The Nikkei share average ended 1.8% higher at 20,776.10, posting the biggest daily percentage gain since March 26.
All of the Topix's 33 subsectors were in positive territory, with the broader Topix also jumping 2.1% to 1,530.08.
Powell said the central bank would act "as appropriate" to address trade war risks a day after St. Louis Fed chief James Bullard said a rate cut may be warranted soon. Powell said the Fed was "closely monitoring the implications" of a trade dispute that has disrupted global markets.
Investors are buying back recently battered stocks such as exporters and financial firms, analysts said, though developments in the U.S.-China trade war will have the ultimate say in future price moves.
"The market knows that even if the Fed cuts rates, global trade tensions won't be resolved easily," said Yutaka Miura, a senior technical analyst at Mizuho Securities, adding that the Fed's message was positive for investors.
Machinery makers and automakers regained some lost ground, with Fanuc Corp up 3%, Yaskawa Electric Corp jumping 4.3%, Advantest Corp rising 3.1% and Toyota Motor Corp advancing 2.5%.

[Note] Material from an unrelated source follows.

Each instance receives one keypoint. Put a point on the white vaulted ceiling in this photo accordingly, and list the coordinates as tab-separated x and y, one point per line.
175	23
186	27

Banks and insurers, which hunt for higher yielding products such as foreign bonds, also attracted buyers. Mitsubishi UFJ Financial Group rose 1.5% and Dai-ichi Life Holdings rallied 2.6%.
SoftBank Group Corp jumped 3% after the company said on Tuesday it expects to book around 1.2 trillion yen ($11.12 billion) in pre-tax profit on the sale of shares in China's Alibaba Group Holding Ltd.
Fast Retailing underperformed the market, falling 1% after the company said same-store sales at its Uniqlo clothing outlets in Japan fell 1.6% in May on the year.